4 novembre 2013 / 07:50 / il y a 4 ans

Fischer (Fed) impute la lenteur de la reprise au gouvernement

(Reuters) - La lenteur de la reprise économique américaine prend sa source dans l‘incompétence, l‘indiscipline et l‘irresponsabilité financière du gouvernement, a déclaré dimanche Richard Fischer, président de la Réserve fédérale de Dallas et membre du Comité de politique monétaire de la Fed.

La lenteur de la reprise économique américaine est due à l'incompétence, l'indiscipline et l'irresponsabilité financière du gouvernement, a déclaré Richard Fischer, président de la Réserve fédérale de Dallas et membre du Comité de politique monétaire de la Fed. /Photo d'archives/REUTERS/Andrew Winning

“Alors que la Fed a agi à la vitesse d‘un cheval au galop, le gouvernement fédéral des Etats-Unis a, au mieux, montré l‘empressement d‘un koala”, estime Richard Fischer selon le texte d‘un discours qu‘il doit prononcer lors d‘une conférence organisée par l‘Australian Business Economists.

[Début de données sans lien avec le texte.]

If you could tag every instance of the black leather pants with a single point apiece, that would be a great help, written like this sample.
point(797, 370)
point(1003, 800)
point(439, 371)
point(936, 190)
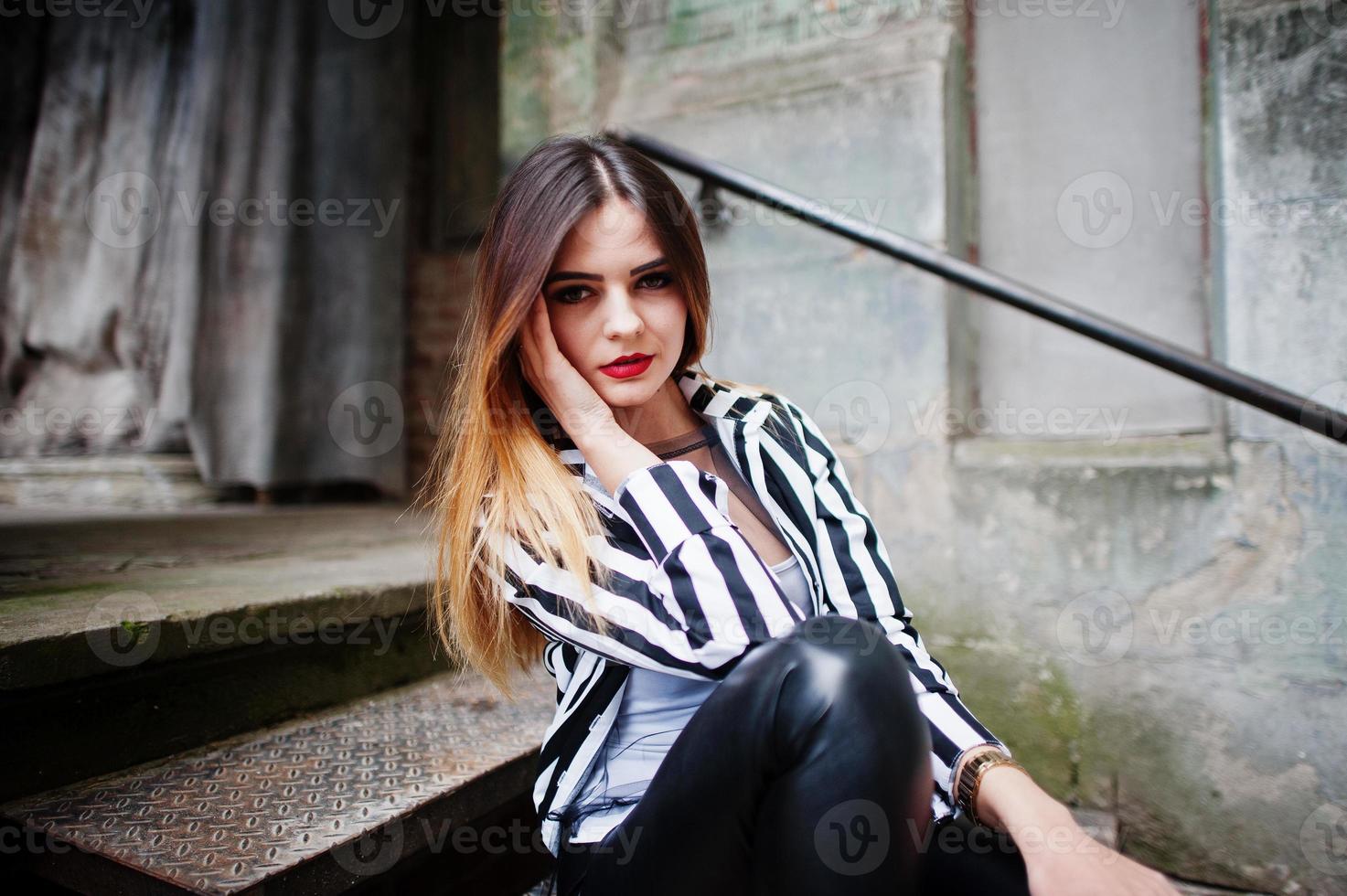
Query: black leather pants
point(806, 771)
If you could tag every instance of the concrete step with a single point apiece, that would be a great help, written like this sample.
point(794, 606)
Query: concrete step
point(429, 783)
point(153, 634)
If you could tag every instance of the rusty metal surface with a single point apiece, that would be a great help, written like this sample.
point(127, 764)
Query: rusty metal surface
point(225, 818)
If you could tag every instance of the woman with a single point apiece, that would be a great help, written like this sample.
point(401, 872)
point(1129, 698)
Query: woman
point(743, 701)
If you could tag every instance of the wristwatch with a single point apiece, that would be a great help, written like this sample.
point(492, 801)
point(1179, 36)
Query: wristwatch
point(970, 778)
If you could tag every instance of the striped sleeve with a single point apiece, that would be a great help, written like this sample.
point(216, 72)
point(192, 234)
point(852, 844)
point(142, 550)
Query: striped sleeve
point(860, 582)
point(694, 603)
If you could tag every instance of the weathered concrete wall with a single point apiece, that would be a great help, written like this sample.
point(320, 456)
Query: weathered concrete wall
point(1153, 625)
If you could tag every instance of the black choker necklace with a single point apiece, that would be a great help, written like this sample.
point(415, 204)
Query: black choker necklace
point(709, 437)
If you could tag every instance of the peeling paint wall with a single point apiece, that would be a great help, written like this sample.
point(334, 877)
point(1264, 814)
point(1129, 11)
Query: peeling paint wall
point(1155, 625)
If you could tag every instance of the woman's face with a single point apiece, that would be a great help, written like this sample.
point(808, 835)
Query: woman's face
point(609, 295)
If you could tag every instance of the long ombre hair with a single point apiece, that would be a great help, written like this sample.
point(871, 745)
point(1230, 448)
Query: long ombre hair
point(490, 464)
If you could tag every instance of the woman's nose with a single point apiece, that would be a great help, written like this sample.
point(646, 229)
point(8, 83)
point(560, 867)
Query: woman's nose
point(620, 315)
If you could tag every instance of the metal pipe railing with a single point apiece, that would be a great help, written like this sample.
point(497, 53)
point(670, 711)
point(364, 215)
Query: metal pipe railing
point(1259, 394)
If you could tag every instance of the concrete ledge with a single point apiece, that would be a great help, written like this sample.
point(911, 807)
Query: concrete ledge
point(318, 805)
point(94, 594)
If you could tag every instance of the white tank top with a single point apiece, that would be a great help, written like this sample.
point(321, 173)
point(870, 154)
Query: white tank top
point(655, 709)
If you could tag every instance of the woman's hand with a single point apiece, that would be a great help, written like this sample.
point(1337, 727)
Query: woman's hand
point(1075, 864)
point(1060, 858)
point(569, 395)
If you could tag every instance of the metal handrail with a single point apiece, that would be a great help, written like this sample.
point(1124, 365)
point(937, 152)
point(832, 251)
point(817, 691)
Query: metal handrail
point(1259, 394)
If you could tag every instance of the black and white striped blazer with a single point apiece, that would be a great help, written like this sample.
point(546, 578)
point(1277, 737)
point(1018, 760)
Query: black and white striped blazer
point(691, 597)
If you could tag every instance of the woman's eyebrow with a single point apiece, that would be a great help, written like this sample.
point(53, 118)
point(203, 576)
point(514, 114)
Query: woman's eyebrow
point(581, 275)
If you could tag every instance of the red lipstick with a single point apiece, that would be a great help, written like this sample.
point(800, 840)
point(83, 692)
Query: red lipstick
point(628, 366)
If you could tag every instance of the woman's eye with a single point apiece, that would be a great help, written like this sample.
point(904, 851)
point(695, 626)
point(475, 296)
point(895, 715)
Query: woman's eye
point(574, 294)
point(569, 296)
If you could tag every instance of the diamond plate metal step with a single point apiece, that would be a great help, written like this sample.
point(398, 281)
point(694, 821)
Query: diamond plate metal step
point(318, 805)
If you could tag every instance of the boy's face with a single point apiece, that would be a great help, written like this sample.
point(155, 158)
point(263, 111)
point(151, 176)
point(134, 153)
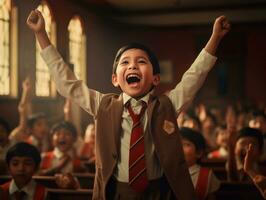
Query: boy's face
point(191, 155)
point(222, 138)
point(40, 128)
point(63, 140)
point(242, 146)
point(22, 169)
point(190, 123)
point(134, 73)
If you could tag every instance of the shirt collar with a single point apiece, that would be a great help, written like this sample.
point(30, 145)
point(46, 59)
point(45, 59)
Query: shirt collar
point(29, 189)
point(146, 98)
point(59, 154)
point(194, 169)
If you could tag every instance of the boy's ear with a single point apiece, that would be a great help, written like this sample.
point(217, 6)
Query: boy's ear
point(114, 80)
point(156, 79)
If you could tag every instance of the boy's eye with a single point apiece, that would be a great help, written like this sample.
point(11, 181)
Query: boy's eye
point(142, 61)
point(14, 163)
point(124, 62)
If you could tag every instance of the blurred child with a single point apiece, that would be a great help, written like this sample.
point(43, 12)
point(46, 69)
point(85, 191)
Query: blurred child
point(258, 179)
point(259, 121)
point(32, 128)
point(23, 162)
point(5, 144)
point(222, 142)
point(88, 149)
point(237, 152)
point(208, 129)
point(191, 121)
point(63, 158)
point(204, 181)
point(38, 131)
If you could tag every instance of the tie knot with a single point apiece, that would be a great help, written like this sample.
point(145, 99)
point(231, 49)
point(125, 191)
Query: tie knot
point(136, 117)
point(19, 195)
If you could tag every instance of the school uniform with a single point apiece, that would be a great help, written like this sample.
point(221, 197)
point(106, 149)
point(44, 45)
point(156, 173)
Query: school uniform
point(204, 181)
point(31, 191)
point(219, 153)
point(4, 149)
point(52, 158)
point(113, 125)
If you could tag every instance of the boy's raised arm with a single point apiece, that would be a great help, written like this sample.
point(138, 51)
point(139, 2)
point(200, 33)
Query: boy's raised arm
point(36, 23)
point(221, 27)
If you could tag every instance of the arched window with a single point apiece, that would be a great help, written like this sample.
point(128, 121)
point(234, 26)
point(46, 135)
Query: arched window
point(77, 46)
point(44, 86)
point(5, 14)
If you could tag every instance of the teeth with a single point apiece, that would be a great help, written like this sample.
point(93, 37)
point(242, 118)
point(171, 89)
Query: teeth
point(133, 75)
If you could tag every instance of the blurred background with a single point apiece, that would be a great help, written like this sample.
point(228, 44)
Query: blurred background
point(89, 32)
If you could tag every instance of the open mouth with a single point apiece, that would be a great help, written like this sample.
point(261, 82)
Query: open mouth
point(62, 143)
point(133, 78)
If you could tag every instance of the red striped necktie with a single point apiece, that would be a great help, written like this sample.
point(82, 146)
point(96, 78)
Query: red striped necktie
point(138, 179)
point(19, 195)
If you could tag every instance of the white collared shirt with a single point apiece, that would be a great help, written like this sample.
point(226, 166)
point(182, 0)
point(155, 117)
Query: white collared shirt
point(76, 90)
point(29, 190)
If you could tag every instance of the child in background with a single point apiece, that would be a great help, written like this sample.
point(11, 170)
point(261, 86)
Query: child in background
point(208, 128)
point(222, 141)
point(63, 158)
point(204, 181)
point(38, 131)
point(136, 72)
point(23, 162)
point(32, 128)
point(238, 145)
point(258, 179)
point(5, 144)
point(88, 149)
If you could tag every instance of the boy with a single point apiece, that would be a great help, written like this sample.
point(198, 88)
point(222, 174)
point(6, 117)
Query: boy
point(124, 167)
point(238, 146)
point(63, 158)
point(204, 181)
point(222, 142)
point(23, 161)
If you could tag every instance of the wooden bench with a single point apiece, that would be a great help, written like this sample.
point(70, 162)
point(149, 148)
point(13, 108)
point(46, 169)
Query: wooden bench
point(86, 180)
point(237, 191)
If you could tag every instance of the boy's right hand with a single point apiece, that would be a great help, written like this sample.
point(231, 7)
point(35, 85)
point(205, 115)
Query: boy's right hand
point(35, 21)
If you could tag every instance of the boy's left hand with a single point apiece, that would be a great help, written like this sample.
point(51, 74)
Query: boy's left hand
point(221, 27)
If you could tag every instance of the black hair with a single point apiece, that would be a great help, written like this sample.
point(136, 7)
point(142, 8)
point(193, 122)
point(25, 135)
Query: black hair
point(195, 137)
point(251, 132)
point(153, 59)
point(5, 125)
point(23, 149)
point(34, 117)
point(194, 117)
point(64, 125)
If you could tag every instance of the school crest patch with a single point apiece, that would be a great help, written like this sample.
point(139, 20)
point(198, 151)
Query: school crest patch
point(168, 127)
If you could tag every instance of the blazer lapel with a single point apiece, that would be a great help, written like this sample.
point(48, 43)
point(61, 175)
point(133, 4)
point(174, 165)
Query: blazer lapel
point(117, 119)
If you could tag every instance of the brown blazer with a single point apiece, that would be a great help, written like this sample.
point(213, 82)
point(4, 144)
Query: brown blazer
point(166, 138)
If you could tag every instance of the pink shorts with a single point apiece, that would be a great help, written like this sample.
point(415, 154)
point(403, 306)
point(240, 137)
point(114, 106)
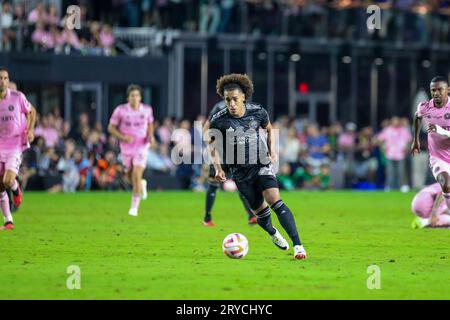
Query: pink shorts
point(438, 166)
point(10, 161)
point(138, 159)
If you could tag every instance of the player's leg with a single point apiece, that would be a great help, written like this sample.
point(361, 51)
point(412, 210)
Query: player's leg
point(443, 179)
point(253, 195)
point(136, 179)
point(127, 161)
point(4, 203)
point(421, 206)
point(10, 182)
point(140, 161)
point(257, 204)
point(211, 193)
point(269, 185)
point(250, 215)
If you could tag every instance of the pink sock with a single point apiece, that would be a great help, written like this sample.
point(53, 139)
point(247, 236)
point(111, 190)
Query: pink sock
point(4, 204)
point(443, 220)
point(135, 200)
point(447, 199)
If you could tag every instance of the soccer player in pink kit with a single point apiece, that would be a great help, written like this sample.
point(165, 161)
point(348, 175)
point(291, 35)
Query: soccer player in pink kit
point(430, 208)
point(132, 124)
point(436, 113)
point(16, 132)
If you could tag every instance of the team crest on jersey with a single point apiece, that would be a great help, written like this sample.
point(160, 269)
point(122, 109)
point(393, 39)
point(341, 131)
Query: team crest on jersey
point(253, 124)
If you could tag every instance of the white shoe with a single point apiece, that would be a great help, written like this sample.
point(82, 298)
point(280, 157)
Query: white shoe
point(299, 253)
point(144, 189)
point(133, 212)
point(279, 241)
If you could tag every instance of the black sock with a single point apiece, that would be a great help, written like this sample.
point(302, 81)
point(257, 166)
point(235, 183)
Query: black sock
point(263, 218)
point(246, 206)
point(287, 221)
point(210, 198)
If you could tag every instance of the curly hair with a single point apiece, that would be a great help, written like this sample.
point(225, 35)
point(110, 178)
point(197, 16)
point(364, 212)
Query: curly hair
point(237, 80)
point(133, 87)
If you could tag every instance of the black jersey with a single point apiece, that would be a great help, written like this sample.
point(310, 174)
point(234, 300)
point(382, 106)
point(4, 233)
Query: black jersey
point(243, 146)
point(217, 107)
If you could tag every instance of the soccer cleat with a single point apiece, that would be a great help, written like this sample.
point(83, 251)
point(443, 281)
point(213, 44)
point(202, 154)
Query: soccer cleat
point(133, 212)
point(299, 253)
point(8, 226)
point(252, 221)
point(209, 223)
point(419, 223)
point(17, 196)
point(279, 241)
point(144, 189)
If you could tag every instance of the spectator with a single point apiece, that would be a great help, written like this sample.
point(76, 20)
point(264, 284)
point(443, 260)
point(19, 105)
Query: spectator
point(318, 146)
point(6, 19)
point(209, 16)
point(395, 141)
point(38, 14)
point(49, 133)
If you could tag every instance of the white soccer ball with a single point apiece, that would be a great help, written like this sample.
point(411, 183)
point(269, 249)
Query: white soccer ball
point(229, 186)
point(235, 246)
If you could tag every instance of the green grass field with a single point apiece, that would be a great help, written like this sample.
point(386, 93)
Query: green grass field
point(166, 253)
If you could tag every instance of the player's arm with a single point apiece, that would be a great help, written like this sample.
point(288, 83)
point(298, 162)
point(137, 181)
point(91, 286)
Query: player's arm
point(215, 156)
point(439, 130)
point(436, 205)
point(31, 122)
point(415, 147)
point(114, 131)
point(151, 133)
point(271, 142)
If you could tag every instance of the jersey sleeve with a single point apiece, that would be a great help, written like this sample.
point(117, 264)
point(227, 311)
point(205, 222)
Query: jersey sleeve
point(25, 105)
point(116, 117)
point(151, 118)
point(264, 118)
point(421, 109)
point(214, 110)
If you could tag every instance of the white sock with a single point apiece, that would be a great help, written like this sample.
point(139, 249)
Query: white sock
point(424, 221)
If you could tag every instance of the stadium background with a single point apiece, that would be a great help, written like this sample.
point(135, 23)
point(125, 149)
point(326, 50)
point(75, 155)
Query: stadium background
point(316, 67)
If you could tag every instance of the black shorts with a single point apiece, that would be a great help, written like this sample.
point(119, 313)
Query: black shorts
point(212, 172)
point(252, 189)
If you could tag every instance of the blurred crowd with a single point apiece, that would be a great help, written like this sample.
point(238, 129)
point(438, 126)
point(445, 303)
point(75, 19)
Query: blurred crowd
point(83, 157)
point(43, 28)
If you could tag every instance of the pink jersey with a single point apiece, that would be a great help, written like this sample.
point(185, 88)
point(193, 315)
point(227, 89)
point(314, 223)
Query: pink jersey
point(133, 123)
point(13, 124)
point(396, 142)
point(50, 135)
point(438, 146)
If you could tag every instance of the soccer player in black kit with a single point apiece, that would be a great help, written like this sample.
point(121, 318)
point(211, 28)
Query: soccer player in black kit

“Contrairement à ce qui a pu se produire lors de la plupart des reprises, le gouvernement a joué un rôle anticyclique et répressif”, poursuit-il.

“L‘incapacité de notre gouvernement à faire preuve de cohérence a contrecarré la politique pro-cyclique de la Fed.”

Pour soutenir la croissance et l‘emploi et garder des coûts d‘emprunt bas, la Fed maintient son taux d‘intervention près de zéro depuis la fin 2008 et a quadruplé son bilan pour le porter à quelque 3.700 milliards de dollars (2.680 milliards d‘euros) par le biais de trois vagues massives de rachats obligataires, suivant une politique dite d‘assouplissement quantitatif (QE).

L‘institut d‘émission a promis de ne pas relever les taux tant que le taux de chômage ne sera pas retombé à 6,5% au moins, pour autant que l‘inflation reste à moins de 2,5%. Le taux de chômage était de 7,2% en septembre.

La Réserve fédérale a annoncé la semaine dernière qu‘elle continuerait de racheter chaque mois 85 milliards de dollars d‘obligations.

Richard Fischer s‘oppose à cette politique parce qu‘il juge qu‘elle n‘est pas de nature à soutenir l‘économie tant que les parlementaires continueront de se chamailler sur le budget sans s‘attaquer aux déséquilibres budgétaires.